Pietro Longhi eternizou o prato no quadro ‘A Polenta’, em que uma mulher do povo derrama da panela uma massa dourada

       Preparada com farinha de milho, água e sal, mexida lentamente para não formar grumos, a polenta era pouco apreciada no Brasil. Durante muito tempo seu consumo esteve restrito ao Rio Grande do Sul, por influência dos colonos do norte da Itália, terra natal da receita, que chegaram no século 19. Em Santa Catarina e no Paraná, o prato também era apreciado por descendentes dos mesmos imigrantes. Neste inverno, porém, São Paulo patrocinou a consagração informal da polenta. Quase todos os restaurantes de cozinha italiana da cidade passaram a oferecer pelo menos uma variação do prato.

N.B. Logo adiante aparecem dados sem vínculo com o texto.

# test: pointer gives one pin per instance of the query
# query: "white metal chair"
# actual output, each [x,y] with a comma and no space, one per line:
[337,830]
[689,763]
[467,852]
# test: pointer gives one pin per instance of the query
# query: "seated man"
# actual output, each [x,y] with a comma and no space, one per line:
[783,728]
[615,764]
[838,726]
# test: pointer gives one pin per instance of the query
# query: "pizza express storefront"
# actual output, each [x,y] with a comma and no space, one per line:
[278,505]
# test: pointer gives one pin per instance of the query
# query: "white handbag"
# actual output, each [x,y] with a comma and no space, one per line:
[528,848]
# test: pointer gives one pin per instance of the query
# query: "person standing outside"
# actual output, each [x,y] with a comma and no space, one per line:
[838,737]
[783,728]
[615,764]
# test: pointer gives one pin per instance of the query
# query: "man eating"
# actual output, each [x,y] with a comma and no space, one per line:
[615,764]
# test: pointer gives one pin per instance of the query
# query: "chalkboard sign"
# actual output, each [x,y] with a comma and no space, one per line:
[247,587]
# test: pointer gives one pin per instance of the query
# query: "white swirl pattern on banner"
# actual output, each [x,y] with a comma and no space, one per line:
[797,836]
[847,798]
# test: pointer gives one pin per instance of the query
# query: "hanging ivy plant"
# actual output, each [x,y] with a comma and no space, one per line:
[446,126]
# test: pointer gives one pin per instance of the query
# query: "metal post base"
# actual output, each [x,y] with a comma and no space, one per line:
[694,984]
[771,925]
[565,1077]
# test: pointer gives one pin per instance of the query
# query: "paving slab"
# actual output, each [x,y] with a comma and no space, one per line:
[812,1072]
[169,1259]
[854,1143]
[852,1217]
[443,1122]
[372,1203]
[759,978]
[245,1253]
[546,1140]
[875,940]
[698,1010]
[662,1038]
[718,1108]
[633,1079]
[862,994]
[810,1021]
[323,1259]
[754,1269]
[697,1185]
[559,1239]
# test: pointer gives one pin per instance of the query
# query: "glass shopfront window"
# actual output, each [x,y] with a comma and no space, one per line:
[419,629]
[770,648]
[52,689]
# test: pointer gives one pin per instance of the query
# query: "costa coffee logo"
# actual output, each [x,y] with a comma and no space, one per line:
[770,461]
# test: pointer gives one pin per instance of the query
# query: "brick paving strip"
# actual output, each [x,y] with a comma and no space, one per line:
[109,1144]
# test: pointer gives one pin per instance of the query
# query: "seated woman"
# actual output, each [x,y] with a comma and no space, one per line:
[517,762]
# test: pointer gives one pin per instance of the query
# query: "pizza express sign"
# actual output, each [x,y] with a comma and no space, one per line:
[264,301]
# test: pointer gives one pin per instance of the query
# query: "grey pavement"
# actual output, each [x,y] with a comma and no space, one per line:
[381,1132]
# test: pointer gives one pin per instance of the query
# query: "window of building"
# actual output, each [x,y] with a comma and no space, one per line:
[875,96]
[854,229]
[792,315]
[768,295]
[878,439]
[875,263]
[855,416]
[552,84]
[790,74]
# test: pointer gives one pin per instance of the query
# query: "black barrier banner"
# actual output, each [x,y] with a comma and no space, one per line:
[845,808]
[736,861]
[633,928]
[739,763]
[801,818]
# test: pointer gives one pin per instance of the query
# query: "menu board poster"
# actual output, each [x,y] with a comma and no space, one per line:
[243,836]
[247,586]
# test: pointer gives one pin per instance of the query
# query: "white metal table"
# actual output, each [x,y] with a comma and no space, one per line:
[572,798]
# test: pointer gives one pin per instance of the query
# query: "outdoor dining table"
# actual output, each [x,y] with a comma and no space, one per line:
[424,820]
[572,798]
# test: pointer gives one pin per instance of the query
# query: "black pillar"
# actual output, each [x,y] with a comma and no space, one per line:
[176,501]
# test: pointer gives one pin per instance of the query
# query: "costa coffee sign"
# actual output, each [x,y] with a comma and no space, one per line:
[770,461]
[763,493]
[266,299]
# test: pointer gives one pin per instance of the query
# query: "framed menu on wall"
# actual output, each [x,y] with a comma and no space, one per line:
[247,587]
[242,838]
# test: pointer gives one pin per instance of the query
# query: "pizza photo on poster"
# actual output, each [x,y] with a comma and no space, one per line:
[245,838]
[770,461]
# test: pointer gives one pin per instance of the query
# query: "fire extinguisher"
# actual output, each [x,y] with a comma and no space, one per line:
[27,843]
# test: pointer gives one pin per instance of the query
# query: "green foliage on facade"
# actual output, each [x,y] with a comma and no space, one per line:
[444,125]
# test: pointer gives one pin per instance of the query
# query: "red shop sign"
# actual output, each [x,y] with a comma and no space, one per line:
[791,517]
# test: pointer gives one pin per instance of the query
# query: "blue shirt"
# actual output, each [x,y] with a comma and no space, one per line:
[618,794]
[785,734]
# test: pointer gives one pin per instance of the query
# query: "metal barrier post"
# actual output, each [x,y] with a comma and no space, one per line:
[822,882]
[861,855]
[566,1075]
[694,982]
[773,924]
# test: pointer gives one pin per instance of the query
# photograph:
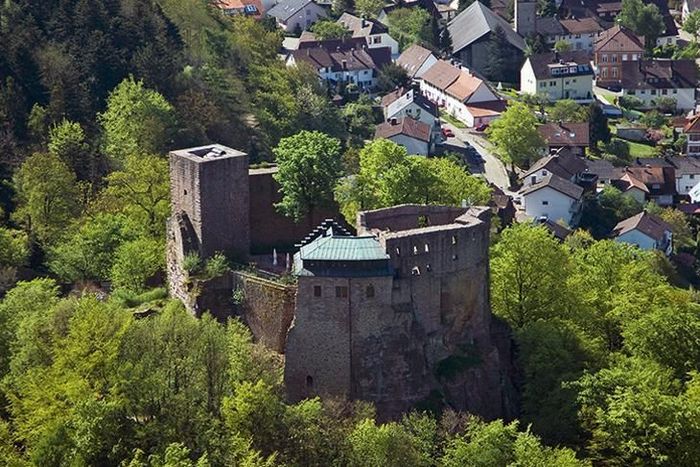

       Promoveram até festivais, com diversas opções. Descobriram que a polenta, juntamente com o macarrão, risoto e pizza, apresenta prodigiosa versatilidade. Cozida, frita, assada no forno ou na grelha, servida quente ou fria, incorpora os mais diversos aromas e sabores.

        Pode ser comida sozinha, pura ou com molho, na condição de entrada, prato principal ou acompanhamento. Combina com molhos à base de tomate, ervilha, espinafre e outros vegetais; queijos, como fontina, gorgonzola, mascarpone e toma; cogumelos variados; carnes de aves, porco, javali e inúmeras caças. Na Itália, seu uso varia conforme a região. No Friuli, serve-se a polenta sob filés de rodovalho (linguado gigante, o turbot dos franceses) aromatizados com alho. No Vêneto, acompanha receitas típicas de bacalhau. Na Lombardia, é coroada com passarinhos no espeto, dourados na manteiga. No centro do país, harmoniza-se com a lingüiça de porco. No Piemonte, transforma-se em prato sublime. Sobre finas fatias de polenta coloca-se ovo frito em manteiga e lâminas de trufa branca.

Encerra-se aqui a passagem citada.